Apache Superset is a modern data exploration and visualization platform allowing to create nice and interactive dashboard for data visualization.
I wanted to test its capabilities through analysis of open dataset regarding road accidents in France (especially involving kids)
- Version: 0.999.0dev
Clone Superset's repo in your terminal with the following command:
git clone https://github.com/apache/superset.git
Once that command completes successfully, you should see a new superset
folder in your current directory.
cd superset
docker-compose up
navigate to:127.0.0.1:8088
and login as admin
/ admin
Pretty straight forward: in the top right corner: settings / users
Dataset found here on data.gouv.fr
Complete field description here in french only, sorry :-(
from docker-compose in my repo
docker-compose up
connect to container
docker ps
docker exec -it <CONTAINER ID> /bin/bash
mysql -u root -p
from mysql shell:
CREATE USER 'user'@'%' IDENTIFIED WITH mysql_native_password BY 'password';
GRANT ALL PRIVILEGES ON *.* TO 'user'@'%';
FLUSH PRIVILEGES;
I made a script to import datas to mysql:
python src/import.py
You might need to install connection driver if you want to access particular database. Follow superset instructions
in menu: data/databases click on + DATABASE
and fill in necessary informations:
in menu: data/datasets click on `+ DATASET and fill in necessary informations:
In the datasets view click on edit button at the end of the dataset row
If you need to have more than one table, you manually create a SQL query (using SQL Lab Editor)

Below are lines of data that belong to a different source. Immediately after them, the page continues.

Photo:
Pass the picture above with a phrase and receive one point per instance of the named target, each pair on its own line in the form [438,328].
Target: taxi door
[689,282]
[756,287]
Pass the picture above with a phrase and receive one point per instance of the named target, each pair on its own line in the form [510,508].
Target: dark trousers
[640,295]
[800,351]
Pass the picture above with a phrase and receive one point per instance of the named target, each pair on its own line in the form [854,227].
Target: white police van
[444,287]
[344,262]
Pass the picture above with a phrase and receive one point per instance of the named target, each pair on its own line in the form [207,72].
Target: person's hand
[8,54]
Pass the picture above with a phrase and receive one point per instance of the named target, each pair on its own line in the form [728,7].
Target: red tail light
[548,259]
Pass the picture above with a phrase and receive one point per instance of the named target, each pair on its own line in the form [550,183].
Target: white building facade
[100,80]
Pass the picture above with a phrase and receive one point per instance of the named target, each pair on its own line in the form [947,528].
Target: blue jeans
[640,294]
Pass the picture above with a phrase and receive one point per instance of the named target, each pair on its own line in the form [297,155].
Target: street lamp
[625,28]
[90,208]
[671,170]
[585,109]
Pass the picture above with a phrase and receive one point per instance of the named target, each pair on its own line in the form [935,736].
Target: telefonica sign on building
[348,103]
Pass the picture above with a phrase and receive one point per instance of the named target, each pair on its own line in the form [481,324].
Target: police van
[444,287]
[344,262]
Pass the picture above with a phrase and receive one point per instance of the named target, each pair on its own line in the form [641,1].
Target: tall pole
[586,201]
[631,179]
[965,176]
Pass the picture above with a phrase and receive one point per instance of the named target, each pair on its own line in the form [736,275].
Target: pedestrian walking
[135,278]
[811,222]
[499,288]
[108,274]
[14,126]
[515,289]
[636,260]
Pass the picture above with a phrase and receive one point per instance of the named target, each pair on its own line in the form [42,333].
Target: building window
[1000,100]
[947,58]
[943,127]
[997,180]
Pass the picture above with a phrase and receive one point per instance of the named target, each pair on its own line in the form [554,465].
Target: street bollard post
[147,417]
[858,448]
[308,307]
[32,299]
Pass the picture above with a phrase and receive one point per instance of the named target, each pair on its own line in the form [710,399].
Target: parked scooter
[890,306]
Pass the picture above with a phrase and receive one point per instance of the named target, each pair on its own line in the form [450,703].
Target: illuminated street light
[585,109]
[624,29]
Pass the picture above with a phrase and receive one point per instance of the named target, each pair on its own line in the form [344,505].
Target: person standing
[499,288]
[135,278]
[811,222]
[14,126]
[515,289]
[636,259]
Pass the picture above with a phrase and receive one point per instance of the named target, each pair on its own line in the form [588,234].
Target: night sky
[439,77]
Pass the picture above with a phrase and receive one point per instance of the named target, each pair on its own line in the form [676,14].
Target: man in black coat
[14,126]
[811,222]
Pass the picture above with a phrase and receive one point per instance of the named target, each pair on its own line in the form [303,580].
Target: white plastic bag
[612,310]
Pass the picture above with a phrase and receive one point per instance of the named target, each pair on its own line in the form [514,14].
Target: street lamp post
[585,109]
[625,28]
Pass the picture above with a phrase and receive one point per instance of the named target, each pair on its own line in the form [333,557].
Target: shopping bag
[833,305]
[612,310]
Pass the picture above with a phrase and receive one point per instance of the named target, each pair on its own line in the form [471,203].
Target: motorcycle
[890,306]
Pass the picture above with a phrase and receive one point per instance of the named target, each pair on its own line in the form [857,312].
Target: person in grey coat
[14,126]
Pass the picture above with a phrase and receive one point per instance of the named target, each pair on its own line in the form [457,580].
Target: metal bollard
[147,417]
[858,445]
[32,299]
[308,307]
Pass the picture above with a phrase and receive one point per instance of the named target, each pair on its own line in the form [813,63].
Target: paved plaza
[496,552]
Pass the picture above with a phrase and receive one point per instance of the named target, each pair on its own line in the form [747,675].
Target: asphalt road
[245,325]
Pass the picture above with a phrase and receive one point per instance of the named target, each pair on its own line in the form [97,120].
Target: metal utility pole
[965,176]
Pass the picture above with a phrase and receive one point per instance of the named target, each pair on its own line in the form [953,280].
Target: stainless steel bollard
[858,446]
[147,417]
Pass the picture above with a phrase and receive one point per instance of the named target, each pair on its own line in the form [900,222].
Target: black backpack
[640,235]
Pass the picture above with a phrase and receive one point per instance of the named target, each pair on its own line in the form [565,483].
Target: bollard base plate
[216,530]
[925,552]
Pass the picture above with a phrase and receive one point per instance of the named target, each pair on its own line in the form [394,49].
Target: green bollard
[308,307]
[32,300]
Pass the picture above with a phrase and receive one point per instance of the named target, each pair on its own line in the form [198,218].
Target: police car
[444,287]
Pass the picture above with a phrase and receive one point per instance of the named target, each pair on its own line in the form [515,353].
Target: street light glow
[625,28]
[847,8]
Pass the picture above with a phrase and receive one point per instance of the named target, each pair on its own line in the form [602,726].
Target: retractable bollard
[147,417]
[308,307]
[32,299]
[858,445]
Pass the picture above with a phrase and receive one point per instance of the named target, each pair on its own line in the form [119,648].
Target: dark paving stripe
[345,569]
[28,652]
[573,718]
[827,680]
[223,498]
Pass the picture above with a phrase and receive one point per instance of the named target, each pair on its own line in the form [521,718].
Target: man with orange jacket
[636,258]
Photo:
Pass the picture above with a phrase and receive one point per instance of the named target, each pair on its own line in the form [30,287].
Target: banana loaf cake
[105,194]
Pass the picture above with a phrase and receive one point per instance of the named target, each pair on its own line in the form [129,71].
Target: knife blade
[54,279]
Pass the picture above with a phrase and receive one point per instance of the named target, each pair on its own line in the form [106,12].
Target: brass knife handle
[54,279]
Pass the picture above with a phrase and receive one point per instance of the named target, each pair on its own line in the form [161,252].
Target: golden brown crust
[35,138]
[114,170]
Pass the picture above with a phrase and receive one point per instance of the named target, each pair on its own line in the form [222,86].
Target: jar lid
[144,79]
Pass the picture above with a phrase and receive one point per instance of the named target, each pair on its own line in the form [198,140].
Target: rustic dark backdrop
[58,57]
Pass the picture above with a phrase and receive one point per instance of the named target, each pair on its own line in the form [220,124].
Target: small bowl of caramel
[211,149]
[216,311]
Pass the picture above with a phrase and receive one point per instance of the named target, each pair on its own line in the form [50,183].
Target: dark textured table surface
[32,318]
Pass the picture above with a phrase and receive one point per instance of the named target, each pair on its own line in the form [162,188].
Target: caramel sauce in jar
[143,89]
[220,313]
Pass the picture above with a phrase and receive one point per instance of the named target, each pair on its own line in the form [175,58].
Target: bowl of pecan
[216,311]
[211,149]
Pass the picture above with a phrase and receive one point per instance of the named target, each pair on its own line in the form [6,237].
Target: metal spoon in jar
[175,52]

Then by clicking Explore, you will be able to save it as a virtual dataset and use it to create reports
A lot of nice visualizations are available, lets' checkout some of them
Before using any visualization using MapBox you need to specify you token to access MapBox API
Create an account on Mapbox.com and create a token.
Copy the token and add it in your superset .env
file
cd superset
echo MAPBOX_API_KEY=<you token> > docker/.env
Dashboard UI is quite simple:
-
create your layout with components: row, column, tabs ...
-
Place charts on it
-
Resize elements
Apache Superset is really a nice and easy tool for data visualization.
It's super easy to setup and feature some advanced capabilities:
-
Support for many databases using SQLAlchemy: MySQL, Postgres, Oracle, MS SQL Server, MariaDB, Redshift ...
-
user/roles/permission granularity
-
Can use OpenID, Oauth, LDAP authentication
-
Interactive SQL editor allowing full control with exposed datas
-
Can perform some time series predictive analysis using
fbprophet
-
Custom visualization can be developped and added (not tested)
-
Can run on kubernetes and scale with needs.
Maybe, the less positive point for me, is the fact that chart creation UI is not always coherent. Depending on the chosen visualization, the visual settings for example will be in the DATA or in the CUSTOMIZE tab. Or you may find some grouping options not available on some chart types whereas it would have make perfect sense.
I would say, even if it's not yet at Tableau level, it can be an alternative in some use cases, considering the fact Superset is open source.